Command line for iperf is really basic. 6 TCP connections are needed to fully utilize the 100G link, with -P 1 producing a little over 20Gb/s. This does match with the 2.5GB/s number that we're seeing out of lnet selftest, but doesn't explain why we still only see 2.5GB/s when running a test with multiple lnet selftest "clients" to a single "server", as that should be producing multiple TCP connections. Maybe our understanding here is backwards. I'll be testing with the multiple virtual multirail interfaces today, which I guess will test this theory.
Thanks for all the help!
- Jeff
Sort of. It used 12 of the 24 configured threads.

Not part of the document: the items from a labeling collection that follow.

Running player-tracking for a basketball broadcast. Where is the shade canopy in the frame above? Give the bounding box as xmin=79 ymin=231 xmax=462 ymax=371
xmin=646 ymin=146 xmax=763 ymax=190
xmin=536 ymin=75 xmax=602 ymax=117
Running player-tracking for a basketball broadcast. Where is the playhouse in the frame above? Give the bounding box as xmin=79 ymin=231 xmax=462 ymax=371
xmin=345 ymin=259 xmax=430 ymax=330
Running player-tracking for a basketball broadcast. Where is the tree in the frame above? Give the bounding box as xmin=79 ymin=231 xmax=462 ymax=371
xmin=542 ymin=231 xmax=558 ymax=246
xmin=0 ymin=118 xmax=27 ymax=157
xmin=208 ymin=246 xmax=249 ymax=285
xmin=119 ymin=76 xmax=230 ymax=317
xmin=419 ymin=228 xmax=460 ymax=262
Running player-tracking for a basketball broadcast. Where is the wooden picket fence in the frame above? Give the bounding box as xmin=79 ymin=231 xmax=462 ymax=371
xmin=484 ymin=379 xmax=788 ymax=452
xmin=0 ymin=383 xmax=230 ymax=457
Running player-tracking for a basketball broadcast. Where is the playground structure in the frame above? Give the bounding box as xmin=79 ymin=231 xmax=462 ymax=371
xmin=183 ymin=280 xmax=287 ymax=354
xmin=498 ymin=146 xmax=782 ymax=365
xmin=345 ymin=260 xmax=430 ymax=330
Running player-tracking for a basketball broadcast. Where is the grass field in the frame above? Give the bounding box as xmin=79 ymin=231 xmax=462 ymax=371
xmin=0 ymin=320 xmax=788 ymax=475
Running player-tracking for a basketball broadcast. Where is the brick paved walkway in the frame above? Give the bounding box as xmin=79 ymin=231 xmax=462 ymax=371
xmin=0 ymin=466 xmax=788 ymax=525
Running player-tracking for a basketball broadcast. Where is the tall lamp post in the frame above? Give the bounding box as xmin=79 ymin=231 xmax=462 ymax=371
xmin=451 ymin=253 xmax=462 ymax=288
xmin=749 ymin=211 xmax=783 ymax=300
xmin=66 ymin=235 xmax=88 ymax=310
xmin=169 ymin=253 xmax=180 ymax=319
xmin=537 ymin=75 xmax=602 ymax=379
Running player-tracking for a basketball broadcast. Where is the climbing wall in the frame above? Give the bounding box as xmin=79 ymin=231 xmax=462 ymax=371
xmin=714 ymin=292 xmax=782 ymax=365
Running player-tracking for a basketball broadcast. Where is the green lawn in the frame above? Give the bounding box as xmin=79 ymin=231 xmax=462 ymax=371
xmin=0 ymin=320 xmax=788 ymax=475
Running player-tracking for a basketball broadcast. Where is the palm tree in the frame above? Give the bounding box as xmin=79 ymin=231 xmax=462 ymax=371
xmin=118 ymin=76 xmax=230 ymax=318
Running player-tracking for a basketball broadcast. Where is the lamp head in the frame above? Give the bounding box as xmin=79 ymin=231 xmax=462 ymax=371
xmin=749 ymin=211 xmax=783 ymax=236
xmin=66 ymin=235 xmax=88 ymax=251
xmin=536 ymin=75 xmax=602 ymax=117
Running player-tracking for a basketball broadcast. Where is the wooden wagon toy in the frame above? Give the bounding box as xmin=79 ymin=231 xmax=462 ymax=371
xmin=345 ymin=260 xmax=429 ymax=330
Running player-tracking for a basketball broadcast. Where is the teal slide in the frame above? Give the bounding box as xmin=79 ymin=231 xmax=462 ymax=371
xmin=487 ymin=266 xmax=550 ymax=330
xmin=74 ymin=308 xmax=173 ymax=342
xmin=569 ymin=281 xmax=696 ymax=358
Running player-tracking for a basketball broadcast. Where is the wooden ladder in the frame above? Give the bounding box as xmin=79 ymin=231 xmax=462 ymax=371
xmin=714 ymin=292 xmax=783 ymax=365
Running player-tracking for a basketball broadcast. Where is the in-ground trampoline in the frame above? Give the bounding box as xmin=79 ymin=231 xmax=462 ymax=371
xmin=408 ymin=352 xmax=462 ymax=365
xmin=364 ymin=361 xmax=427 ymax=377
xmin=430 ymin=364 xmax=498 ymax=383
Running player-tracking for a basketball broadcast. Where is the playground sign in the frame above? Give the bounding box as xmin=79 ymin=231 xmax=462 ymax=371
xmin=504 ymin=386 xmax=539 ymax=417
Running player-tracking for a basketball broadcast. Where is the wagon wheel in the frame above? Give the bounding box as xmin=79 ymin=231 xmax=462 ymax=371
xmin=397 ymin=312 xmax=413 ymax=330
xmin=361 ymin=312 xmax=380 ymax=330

I've since reduced this, but wanted to mention what I was seeing in testing.
I performed quite a few more tests today with the
LU-12815patch applied and various tunings, and have some good news. With the patch, we can see nearly line rate with lnet selftest (11.5-12.0GB/s, up from ~2.5GB/s). Current tunings:8 conns_per_peer seemed to give the best performance, and nscheds had to be increased because I noticed that the 6 default threads were all 100% pegged during an lnet selftest.
Unfortunately, this isn't reflecting in the single node IOR numbers. While we saw a ~5x increase in the lnet selftest numbers, we're only seeing a 2x increase in IOR numbers. IOR writes went from ~5GB/s to 9.8GB/s and reads went from ~1.3GB/s to 2.6GB/s on a file-per-OST test (12 OSTs, 6 OSSs). Really trying to understand the brutal read disparity; hoping you all have some thoughts. The writes seem to prove that we can push that bandwidth over the network at least, but is there something about the read path that's different from a networking perspective?